|George and Me, before our architect days|
I could happily sit for hours in my soft, quiet shelter. Immersed in my own little world. Miles away from the business and bustle of life.
Or at least inches away.
On the other side of my blanket.
And my chair.
Oh, and the all-important pillow.
Okay, so tent-making wasn't an art with me. In fact, you could probably say that it was . . . fairly inexpert, invariably consisting, as it did, of a blanket tossed over a chair and held in place by a pillow.
Frank Lloyd Wright, I wasn't.
But I still loved it. Hiding in a shelter erected solely by my own two little hands.
For a short while, I was the queen of my world.
Then, one day, I was introduced to a whole new world. My brother, George, deigned to join me.
Something, I might point out, that rarely happened . . .
And instructed me in the creation of a complex, blanket draped wonder.
George set up chairs and draped them with covers, connecting them to each other and holding each in place by different items, drawing heavily from the various 'objets d'art' that Mom had strewn about the room.
The blankets were pulled over to the couches, secured, and then drawn to the tables. There, they were again weighted into place.
Slowly, our little 'club house' grew until it covered the entire front room.
The two of us stood back and surveyed it proudly.
It had an entrance. And a back door. It had twisting tunnels and little rooms.
It was perfect.
I was quivering with excitement. I couldn't wait any longer. I dove in.
"Careful, Diane!" George said.
But he was too late.
My rash action pulled on one of the blankets.
In fact, the blanket that was being held in place by a large, ornate, plaster lamp.
Both slid from the table.
The blanket survived.
The lamp didn't.
George and I stared, aghast, at the mass of wreckage.
And then, like a figure of doom, Mom appeared in the doorway.
"What are you two . . . my lamp!"
There was no hiding it.
There was our intricate web of blankets, furniture and bric-a-brac.
To one side, a limply hanging corner.
And, beside it, the broken lamp.
Even a fool could have figured out what had happened. And Mom certainly wasn't a fool.
"Did you kids use my lamp for your fort?"
How did one answer that? I mean, couldn't she see it?
George was braver than me.
"It was Diane's idea."
I stared at him. "It was not!" I said, hotly.
Okay, so our arguments could never have been classified as intelligent.
"Okay, enough!" Mom had worked her way gingerly across the sea of blankets, plucking up breakables as she went.
Finally, she reached the lamp. That lamp which, with it's matching big brother, had been a gift from Dad.
She set down the other objects she was carrying and stared down at it.
Then she looked at us.
"Ummm. Sorry, Mom," I said. Not entirely original, but it was all I could think of.
Mom picked up the lamp. Then the pieces.
She looked . . . sad.
Mom never really had to discipline me. I could do it all by myself. I burst into tears. "Sssooorrry!"

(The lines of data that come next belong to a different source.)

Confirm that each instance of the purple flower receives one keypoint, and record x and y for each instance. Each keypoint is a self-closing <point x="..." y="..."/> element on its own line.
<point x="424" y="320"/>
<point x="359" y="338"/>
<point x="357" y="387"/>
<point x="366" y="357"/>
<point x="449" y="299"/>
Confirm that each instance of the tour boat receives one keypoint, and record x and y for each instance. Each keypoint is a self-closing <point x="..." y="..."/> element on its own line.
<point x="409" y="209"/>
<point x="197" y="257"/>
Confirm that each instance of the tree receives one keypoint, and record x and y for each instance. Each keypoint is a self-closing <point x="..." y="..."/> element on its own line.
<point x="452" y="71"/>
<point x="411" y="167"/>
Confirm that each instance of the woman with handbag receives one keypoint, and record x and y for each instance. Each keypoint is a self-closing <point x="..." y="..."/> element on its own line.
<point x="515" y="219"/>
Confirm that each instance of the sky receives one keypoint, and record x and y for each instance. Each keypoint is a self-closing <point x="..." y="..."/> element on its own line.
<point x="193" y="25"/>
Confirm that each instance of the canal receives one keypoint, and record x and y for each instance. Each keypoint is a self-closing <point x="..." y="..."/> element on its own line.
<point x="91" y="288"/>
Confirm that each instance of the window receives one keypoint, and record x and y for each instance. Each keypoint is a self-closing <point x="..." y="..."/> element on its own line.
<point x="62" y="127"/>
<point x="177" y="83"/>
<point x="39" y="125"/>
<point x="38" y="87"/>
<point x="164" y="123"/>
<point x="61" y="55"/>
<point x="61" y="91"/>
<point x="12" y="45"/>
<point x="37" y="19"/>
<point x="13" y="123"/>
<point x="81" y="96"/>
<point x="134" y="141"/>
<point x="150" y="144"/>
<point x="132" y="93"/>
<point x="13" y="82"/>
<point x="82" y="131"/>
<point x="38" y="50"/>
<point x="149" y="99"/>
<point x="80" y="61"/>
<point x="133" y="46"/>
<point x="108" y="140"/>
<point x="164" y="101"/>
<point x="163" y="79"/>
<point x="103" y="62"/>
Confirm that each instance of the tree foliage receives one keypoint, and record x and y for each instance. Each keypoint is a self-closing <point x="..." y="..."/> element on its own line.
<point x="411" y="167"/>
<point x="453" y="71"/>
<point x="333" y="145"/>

She turned and looked at us once more. "I don't ever want you two playing with my things again."
"Oookaaay!" More tears.
I should have been on the stage.
Mom carried the pieces of her lamp out of the room without looking at us again.
And just like that, our fort was no long the wonder it had been. George and I folded the blankets and put things back.
Mom kept the lamp.
The back was smashed beyond repair, but the front was still fine. As long as she kept the broken part to the wall, it looked perfect.
To our 'waste not, want not' Mom, it was totally in character.
It haunted us for years.
I still like to tent.
But fortunately, my husband introduced me to such marvels as . . . tent poles. Pegs. Guy lines.
What it lacks in ingenuity, it certainly makes up for in convenience.